Ein weiterer Aspekt, welcher darauf hinweist, dass eSport eine vielsprechende Zukunft hat, ist die Tatsache, dass man bereits heute bei Buchmachern auf eSport-Turniere wetten kann. So gibt es Webseiten, die CS go wetten auf Counter-Strike-Turniere – einem beliebten Ego-Shooter – anbieten, wobei zahlreiche Wettoptionen zur Verfügung stehen und es Nutzern von Wettseiten erlauben, durch ihr Fachwissen Geld zu gewinnen.

Sinnbildlich dafür steht der Augsburger Sportverein Anoxiq, welcher voll auf den eSport-Trend setzt und seinen Mitgliedern gemeinsame Trainings sowie die Veranstaltung und Austragung von Wettbewerben bietet. Zudem trifft man sich regelmäßig bei Stammtischen und Ausflügen sowie Public Viewings, um seine Kollegen live zu unterstützen. Die Gründer fokussieren sich dabei vorrangig auf den Raum Augsburg, um regionale Talente zu fördern. Selbst im akademischen Bereich wird in diese Richtung geforscht; so wurde an der Universität Augsburg dank des EXIST-Stipendium eine Online-Plattform entwickelt, die weltweite eSport-Turniere speziell für sogenannte Casual Gamer (Gelegenheitsspieler) organisiert. Im Fokus stehen dabei Spieler, die keinem Verband angehören, dennoch an internationalen Turnieren teilnehmen möchten. Für dieses innovative und zukunftsweisende Gründungsvorhaben namens „Gaming Athletes“ haben das Bundesministerium für Wirtschaft und Energie (BMWi) und der Europäische Sozialfond (ESF) an die beteiligten Akademiker ihr EXIST-Gründerstipendium vergeben.

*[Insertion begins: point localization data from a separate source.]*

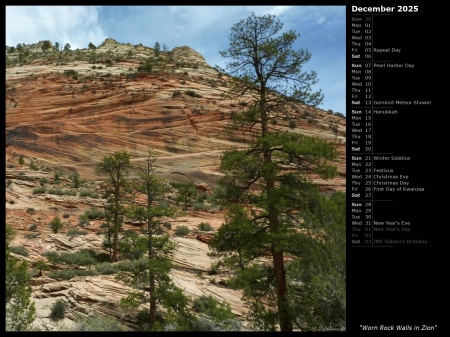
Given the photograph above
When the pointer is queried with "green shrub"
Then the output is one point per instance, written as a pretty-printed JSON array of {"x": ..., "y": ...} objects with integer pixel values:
[
  {"x": 43, "y": 181},
  {"x": 208, "y": 305},
  {"x": 67, "y": 274},
  {"x": 74, "y": 231},
  {"x": 84, "y": 257},
  {"x": 61, "y": 191},
  {"x": 56, "y": 224},
  {"x": 106, "y": 268},
  {"x": 20, "y": 250},
  {"x": 32, "y": 236},
  {"x": 94, "y": 213},
  {"x": 204, "y": 226},
  {"x": 40, "y": 190},
  {"x": 58, "y": 310},
  {"x": 96, "y": 322},
  {"x": 71, "y": 72},
  {"x": 200, "y": 206},
  {"x": 89, "y": 193},
  {"x": 182, "y": 230},
  {"x": 190, "y": 93}
]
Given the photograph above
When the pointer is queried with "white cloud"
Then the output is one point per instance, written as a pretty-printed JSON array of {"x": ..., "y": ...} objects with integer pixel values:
[{"x": 65, "y": 24}]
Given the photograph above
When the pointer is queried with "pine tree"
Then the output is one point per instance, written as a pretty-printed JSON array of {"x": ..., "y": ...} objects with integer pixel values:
[
  {"x": 267, "y": 184},
  {"x": 152, "y": 214},
  {"x": 116, "y": 167},
  {"x": 20, "y": 310}
]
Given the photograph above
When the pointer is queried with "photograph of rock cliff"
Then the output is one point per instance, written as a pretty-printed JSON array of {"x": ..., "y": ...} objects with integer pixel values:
[{"x": 149, "y": 189}]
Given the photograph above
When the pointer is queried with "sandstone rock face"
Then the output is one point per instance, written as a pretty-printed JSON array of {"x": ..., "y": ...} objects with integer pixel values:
[{"x": 67, "y": 110}]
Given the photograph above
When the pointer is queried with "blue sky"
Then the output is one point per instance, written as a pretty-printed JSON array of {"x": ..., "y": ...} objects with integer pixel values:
[{"x": 203, "y": 28}]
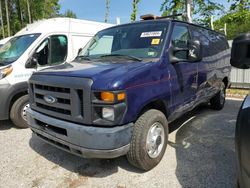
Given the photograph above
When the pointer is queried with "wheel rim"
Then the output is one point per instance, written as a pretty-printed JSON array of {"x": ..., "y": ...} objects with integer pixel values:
[
  {"x": 24, "y": 111},
  {"x": 155, "y": 140}
]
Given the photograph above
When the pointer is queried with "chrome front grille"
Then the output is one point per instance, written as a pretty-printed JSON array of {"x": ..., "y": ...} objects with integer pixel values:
[{"x": 63, "y": 98}]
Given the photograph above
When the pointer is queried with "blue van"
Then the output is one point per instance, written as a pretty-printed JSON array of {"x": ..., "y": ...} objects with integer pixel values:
[
  {"x": 240, "y": 58},
  {"x": 124, "y": 88}
]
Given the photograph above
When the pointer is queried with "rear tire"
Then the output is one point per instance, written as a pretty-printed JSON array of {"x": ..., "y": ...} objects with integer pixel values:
[
  {"x": 18, "y": 112},
  {"x": 149, "y": 140},
  {"x": 218, "y": 101}
]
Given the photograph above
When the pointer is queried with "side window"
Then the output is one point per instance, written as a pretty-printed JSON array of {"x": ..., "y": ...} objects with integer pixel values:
[
  {"x": 58, "y": 49},
  {"x": 104, "y": 46},
  {"x": 180, "y": 37},
  {"x": 42, "y": 53},
  {"x": 52, "y": 50}
]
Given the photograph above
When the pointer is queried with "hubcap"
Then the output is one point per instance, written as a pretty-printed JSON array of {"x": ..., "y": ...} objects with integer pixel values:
[
  {"x": 24, "y": 112},
  {"x": 155, "y": 140}
]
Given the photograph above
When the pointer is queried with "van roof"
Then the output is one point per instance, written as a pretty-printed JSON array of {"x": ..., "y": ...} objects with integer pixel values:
[
  {"x": 169, "y": 20},
  {"x": 63, "y": 25}
]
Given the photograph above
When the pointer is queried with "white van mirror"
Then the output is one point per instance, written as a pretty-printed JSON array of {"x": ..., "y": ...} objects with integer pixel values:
[{"x": 31, "y": 63}]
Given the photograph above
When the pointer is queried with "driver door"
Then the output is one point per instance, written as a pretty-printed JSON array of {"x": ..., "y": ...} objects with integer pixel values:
[{"x": 185, "y": 83}]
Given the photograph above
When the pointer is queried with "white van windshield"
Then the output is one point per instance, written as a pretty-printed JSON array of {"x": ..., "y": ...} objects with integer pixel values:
[
  {"x": 137, "y": 41},
  {"x": 15, "y": 47}
]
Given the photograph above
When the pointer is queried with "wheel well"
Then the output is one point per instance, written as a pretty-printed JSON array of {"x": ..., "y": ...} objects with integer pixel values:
[
  {"x": 158, "y": 105},
  {"x": 225, "y": 81},
  {"x": 17, "y": 96}
]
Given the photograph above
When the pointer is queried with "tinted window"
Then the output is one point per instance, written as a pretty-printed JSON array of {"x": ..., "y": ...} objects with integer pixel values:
[
  {"x": 15, "y": 47},
  {"x": 58, "y": 49},
  {"x": 212, "y": 42},
  {"x": 180, "y": 37},
  {"x": 143, "y": 40},
  {"x": 52, "y": 50}
]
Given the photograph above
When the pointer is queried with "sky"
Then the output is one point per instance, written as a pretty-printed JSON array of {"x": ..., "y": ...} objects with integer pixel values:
[{"x": 95, "y": 9}]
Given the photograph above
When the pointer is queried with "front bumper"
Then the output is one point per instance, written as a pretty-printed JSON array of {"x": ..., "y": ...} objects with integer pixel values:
[{"x": 82, "y": 140}]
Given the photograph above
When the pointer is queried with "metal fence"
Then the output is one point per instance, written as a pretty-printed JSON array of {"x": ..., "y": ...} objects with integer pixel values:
[{"x": 239, "y": 78}]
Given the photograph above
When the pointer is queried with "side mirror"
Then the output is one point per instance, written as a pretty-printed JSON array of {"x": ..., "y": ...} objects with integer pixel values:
[
  {"x": 192, "y": 53},
  {"x": 195, "y": 51},
  {"x": 79, "y": 51},
  {"x": 240, "y": 54},
  {"x": 31, "y": 63}
]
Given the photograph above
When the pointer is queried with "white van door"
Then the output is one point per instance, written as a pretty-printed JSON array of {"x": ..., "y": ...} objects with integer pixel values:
[{"x": 52, "y": 51}]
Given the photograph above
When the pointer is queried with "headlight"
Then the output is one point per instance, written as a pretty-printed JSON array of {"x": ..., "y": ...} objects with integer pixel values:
[
  {"x": 112, "y": 97},
  {"x": 108, "y": 113},
  {"x": 5, "y": 72}
]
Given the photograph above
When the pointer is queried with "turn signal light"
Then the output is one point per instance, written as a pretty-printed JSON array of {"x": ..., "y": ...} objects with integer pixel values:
[
  {"x": 121, "y": 96},
  {"x": 107, "y": 96}
]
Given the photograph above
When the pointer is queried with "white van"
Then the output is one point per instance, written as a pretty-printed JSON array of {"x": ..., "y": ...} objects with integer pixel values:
[
  {"x": 3, "y": 41},
  {"x": 47, "y": 42}
]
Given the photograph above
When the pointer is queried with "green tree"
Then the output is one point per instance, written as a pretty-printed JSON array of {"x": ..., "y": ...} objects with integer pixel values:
[
  {"x": 239, "y": 5},
  {"x": 135, "y": 9},
  {"x": 107, "y": 11},
  {"x": 202, "y": 9},
  {"x": 237, "y": 19}
]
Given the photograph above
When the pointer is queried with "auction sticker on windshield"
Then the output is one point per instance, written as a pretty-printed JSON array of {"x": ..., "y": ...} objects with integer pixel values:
[{"x": 151, "y": 34}]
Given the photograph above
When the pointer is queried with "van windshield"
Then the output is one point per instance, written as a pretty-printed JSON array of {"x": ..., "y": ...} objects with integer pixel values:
[
  {"x": 134, "y": 41},
  {"x": 15, "y": 47}
]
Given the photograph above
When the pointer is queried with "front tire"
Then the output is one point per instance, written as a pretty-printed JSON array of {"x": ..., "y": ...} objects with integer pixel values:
[
  {"x": 149, "y": 140},
  {"x": 218, "y": 101},
  {"x": 18, "y": 112}
]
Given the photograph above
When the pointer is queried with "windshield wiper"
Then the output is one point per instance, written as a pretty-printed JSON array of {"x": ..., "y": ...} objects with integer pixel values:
[
  {"x": 122, "y": 55},
  {"x": 84, "y": 57}
]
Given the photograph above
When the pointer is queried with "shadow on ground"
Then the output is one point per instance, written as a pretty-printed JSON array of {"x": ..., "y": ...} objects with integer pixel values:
[
  {"x": 84, "y": 167},
  {"x": 204, "y": 144}
]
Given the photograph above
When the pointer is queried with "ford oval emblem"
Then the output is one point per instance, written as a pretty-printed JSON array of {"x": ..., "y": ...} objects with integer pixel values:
[{"x": 49, "y": 99}]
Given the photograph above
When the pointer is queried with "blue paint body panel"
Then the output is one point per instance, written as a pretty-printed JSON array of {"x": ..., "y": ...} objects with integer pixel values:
[{"x": 180, "y": 86}]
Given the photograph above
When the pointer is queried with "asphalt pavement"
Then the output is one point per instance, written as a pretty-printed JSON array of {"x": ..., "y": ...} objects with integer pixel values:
[{"x": 200, "y": 153}]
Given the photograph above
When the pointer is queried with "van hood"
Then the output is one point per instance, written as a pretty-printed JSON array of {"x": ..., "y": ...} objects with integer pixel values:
[{"x": 105, "y": 75}]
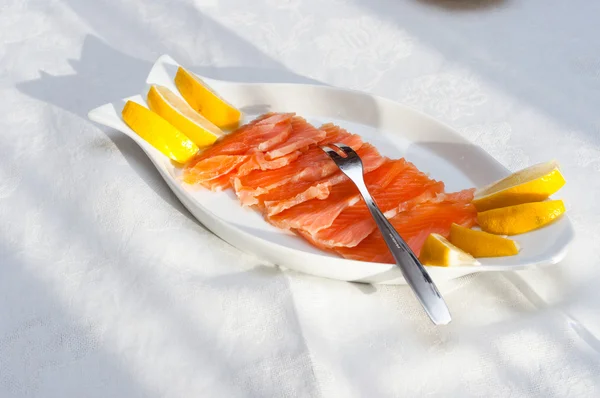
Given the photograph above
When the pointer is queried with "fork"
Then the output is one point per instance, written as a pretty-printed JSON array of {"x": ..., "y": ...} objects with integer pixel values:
[{"x": 412, "y": 269}]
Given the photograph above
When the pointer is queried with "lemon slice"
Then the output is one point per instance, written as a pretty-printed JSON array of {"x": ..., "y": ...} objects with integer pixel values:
[
  {"x": 177, "y": 112},
  {"x": 518, "y": 219},
  {"x": 158, "y": 132},
  {"x": 482, "y": 244},
  {"x": 204, "y": 100},
  {"x": 533, "y": 184},
  {"x": 439, "y": 252}
]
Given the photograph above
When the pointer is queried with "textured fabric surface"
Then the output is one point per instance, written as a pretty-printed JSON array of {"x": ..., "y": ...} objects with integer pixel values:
[{"x": 109, "y": 288}]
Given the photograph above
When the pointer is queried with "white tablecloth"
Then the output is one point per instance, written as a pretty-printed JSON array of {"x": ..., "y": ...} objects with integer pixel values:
[{"x": 109, "y": 288}]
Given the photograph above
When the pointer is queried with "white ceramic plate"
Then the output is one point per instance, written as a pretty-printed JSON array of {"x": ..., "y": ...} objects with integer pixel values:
[{"x": 396, "y": 130}]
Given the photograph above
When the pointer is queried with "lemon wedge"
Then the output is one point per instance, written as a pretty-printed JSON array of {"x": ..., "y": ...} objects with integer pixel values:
[
  {"x": 158, "y": 132},
  {"x": 533, "y": 184},
  {"x": 177, "y": 112},
  {"x": 204, "y": 100},
  {"x": 518, "y": 219},
  {"x": 439, "y": 252},
  {"x": 482, "y": 244}
]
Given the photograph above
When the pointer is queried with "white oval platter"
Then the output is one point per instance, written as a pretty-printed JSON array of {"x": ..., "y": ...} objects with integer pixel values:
[{"x": 396, "y": 130}]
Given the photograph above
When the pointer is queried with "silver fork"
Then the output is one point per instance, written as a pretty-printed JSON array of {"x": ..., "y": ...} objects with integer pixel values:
[{"x": 412, "y": 269}]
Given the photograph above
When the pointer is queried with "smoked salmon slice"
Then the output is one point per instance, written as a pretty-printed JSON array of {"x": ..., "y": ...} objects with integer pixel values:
[
  {"x": 292, "y": 194},
  {"x": 335, "y": 134},
  {"x": 275, "y": 165},
  {"x": 409, "y": 188},
  {"x": 319, "y": 213},
  {"x": 414, "y": 226},
  {"x": 303, "y": 134},
  {"x": 230, "y": 152},
  {"x": 312, "y": 165}
]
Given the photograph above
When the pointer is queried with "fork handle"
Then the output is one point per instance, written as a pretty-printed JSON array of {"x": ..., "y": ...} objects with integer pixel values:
[{"x": 412, "y": 269}]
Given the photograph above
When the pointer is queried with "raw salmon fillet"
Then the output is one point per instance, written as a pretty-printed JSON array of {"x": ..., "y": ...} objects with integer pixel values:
[
  {"x": 409, "y": 188},
  {"x": 414, "y": 226}
]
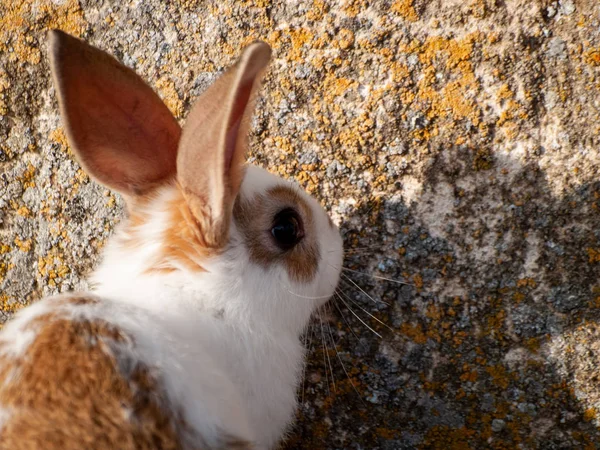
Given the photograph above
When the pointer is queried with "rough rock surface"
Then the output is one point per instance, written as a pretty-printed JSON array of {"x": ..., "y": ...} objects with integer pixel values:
[{"x": 455, "y": 141}]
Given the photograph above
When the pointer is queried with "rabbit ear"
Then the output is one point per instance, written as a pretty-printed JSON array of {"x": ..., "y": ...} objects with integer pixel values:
[
  {"x": 120, "y": 130},
  {"x": 210, "y": 164}
]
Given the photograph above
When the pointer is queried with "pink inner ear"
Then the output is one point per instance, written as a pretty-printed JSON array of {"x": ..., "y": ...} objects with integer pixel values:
[
  {"x": 237, "y": 114},
  {"x": 130, "y": 143},
  {"x": 121, "y": 131}
]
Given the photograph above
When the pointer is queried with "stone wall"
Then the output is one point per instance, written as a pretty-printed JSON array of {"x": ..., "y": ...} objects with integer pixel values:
[{"x": 455, "y": 141}]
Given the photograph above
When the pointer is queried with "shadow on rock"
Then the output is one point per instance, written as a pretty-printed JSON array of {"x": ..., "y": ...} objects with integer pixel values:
[{"x": 493, "y": 342}]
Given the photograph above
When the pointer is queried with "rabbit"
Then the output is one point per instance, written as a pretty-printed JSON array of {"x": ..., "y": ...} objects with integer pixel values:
[{"x": 190, "y": 335}]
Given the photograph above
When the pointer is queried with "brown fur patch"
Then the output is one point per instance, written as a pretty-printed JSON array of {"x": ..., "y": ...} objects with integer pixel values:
[
  {"x": 182, "y": 242},
  {"x": 255, "y": 219},
  {"x": 67, "y": 392}
]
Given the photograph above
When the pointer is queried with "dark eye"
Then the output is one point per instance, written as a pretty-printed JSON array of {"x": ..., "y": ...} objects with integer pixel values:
[{"x": 287, "y": 229}]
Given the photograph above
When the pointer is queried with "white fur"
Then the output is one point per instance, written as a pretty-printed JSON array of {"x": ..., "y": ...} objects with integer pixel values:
[{"x": 226, "y": 340}]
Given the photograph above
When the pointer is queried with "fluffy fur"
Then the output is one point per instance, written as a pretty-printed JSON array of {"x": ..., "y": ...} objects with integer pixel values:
[{"x": 219, "y": 337}]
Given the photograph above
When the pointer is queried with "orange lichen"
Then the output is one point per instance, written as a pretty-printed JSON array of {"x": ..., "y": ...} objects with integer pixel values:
[
  {"x": 27, "y": 177},
  {"x": 405, "y": 9},
  {"x": 592, "y": 57},
  {"x": 499, "y": 375},
  {"x": 19, "y": 19},
  {"x": 414, "y": 332},
  {"x": 169, "y": 95},
  {"x": 593, "y": 254}
]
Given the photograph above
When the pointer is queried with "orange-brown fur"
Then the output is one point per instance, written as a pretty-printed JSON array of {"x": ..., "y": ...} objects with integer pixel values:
[
  {"x": 182, "y": 242},
  {"x": 66, "y": 393}
]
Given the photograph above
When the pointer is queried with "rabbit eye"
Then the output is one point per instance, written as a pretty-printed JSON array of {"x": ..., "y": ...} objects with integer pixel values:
[{"x": 287, "y": 229}]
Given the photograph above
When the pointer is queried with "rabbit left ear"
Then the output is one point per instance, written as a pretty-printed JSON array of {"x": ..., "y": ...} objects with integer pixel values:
[
  {"x": 120, "y": 130},
  {"x": 210, "y": 164}
]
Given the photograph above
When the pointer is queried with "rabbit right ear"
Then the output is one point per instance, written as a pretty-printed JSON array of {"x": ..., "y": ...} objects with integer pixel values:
[
  {"x": 210, "y": 164},
  {"x": 120, "y": 130}
]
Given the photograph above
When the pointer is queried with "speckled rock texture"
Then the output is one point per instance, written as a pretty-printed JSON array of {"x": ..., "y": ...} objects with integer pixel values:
[{"x": 456, "y": 142}]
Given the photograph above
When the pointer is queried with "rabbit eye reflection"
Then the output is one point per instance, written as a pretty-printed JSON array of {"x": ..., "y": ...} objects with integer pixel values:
[{"x": 287, "y": 229}]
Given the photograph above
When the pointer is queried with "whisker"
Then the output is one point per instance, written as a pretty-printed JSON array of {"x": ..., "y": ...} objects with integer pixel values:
[
  {"x": 344, "y": 367},
  {"x": 347, "y": 297},
  {"x": 327, "y": 352},
  {"x": 308, "y": 297},
  {"x": 305, "y": 343},
  {"x": 344, "y": 319},
  {"x": 324, "y": 355},
  {"x": 363, "y": 291},
  {"x": 377, "y": 277},
  {"x": 355, "y": 315}
]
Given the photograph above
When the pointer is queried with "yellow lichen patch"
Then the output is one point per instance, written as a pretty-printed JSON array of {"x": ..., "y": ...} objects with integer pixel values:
[
  {"x": 4, "y": 85},
  {"x": 345, "y": 39},
  {"x": 499, "y": 375},
  {"x": 18, "y": 21},
  {"x": 318, "y": 10},
  {"x": 9, "y": 306},
  {"x": 353, "y": 7},
  {"x": 168, "y": 93},
  {"x": 443, "y": 437},
  {"x": 455, "y": 98},
  {"x": 335, "y": 87},
  {"x": 593, "y": 254},
  {"x": 592, "y": 57},
  {"x": 504, "y": 93},
  {"x": 24, "y": 211},
  {"x": 52, "y": 266},
  {"x": 27, "y": 177},
  {"x": 300, "y": 39},
  {"x": 414, "y": 332},
  {"x": 24, "y": 246},
  {"x": 405, "y": 9}
]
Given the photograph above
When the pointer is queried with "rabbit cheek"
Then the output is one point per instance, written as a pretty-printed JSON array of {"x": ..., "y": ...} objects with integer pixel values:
[
  {"x": 254, "y": 217},
  {"x": 77, "y": 384}
]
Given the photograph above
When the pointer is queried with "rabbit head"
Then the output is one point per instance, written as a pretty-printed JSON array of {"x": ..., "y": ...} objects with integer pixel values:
[{"x": 205, "y": 230}]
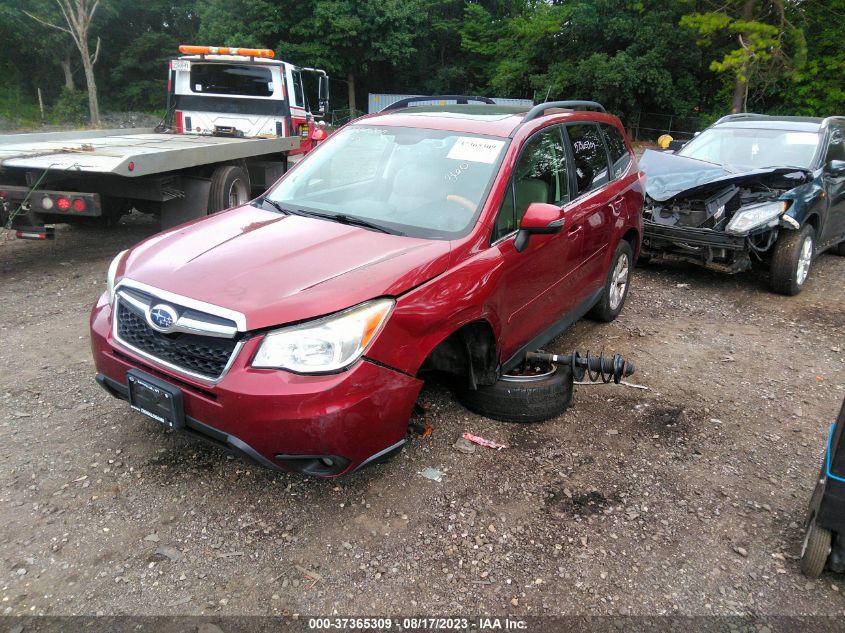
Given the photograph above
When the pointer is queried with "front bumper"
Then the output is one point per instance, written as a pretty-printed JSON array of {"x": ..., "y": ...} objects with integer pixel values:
[
  {"x": 713, "y": 249},
  {"x": 277, "y": 418}
]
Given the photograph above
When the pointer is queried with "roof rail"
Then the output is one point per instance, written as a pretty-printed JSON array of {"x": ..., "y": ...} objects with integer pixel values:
[
  {"x": 539, "y": 109},
  {"x": 739, "y": 115},
  {"x": 461, "y": 99}
]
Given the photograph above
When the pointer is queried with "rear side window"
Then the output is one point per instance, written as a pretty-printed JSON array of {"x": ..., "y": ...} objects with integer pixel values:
[
  {"x": 619, "y": 156},
  {"x": 590, "y": 156},
  {"x": 231, "y": 79},
  {"x": 836, "y": 146}
]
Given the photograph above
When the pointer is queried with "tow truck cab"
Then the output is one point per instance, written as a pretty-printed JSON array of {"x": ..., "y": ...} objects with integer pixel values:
[{"x": 243, "y": 92}]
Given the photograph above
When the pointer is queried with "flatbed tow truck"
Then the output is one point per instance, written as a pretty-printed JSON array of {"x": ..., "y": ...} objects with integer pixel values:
[{"x": 236, "y": 118}]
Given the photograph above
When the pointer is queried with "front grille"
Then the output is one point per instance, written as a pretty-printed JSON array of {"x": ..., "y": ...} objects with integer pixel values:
[{"x": 206, "y": 356}]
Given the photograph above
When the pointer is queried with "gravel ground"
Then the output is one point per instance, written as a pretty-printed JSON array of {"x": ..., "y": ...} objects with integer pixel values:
[{"x": 687, "y": 497}]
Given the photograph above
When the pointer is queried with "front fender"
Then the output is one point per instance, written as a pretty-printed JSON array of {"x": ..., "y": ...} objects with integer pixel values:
[{"x": 427, "y": 315}]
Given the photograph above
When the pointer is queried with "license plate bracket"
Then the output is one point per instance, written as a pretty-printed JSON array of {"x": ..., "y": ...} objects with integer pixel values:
[{"x": 156, "y": 399}]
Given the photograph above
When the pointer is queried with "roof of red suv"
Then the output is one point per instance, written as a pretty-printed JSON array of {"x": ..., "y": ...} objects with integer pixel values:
[{"x": 492, "y": 120}]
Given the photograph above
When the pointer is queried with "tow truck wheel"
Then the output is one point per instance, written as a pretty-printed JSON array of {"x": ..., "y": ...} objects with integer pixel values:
[
  {"x": 230, "y": 187},
  {"x": 522, "y": 398},
  {"x": 791, "y": 260},
  {"x": 616, "y": 285},
  {"x": 815, "y": 550}
]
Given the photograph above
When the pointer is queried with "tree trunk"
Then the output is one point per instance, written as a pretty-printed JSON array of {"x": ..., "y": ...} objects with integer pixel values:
[
  {"x": 90, "y": 82},
  {"x": 65, "y": 63},
  {"x": 740, "y": 84},
  {"x": 741, "y": 81},
  {"x": 350, "y": 85}
]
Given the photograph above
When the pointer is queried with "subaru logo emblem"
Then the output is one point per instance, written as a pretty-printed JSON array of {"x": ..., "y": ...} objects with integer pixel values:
[{"x": 162, "y": 317}]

Für interessierte Beobachter stellt sich nun die Frage, wie die ambitionierten Entwicklungen foranschreiten werden und ob eSport weiterhin so rasant wachsen kann, um auch den Massenmarkt mittel- bis langfristig begeistern zu können. Die Ansätze sind mit Sicherheit vielversprechend und die besten Voraussetzungen sind aufgrund der fortschreitenden technologischen Weiterentwicklungen sowie der Optimierung der IT-Infrastruktur weltweit absolut gegeben, dennoch ist zweifelhaft inwieweit die Fokussierung auf digitalen bzw. elektronischen Sport vor allem Kindern und Jugendlichen die gleichen Vorzüge bieten kann wie es körperlicher Sport zu geben vermag.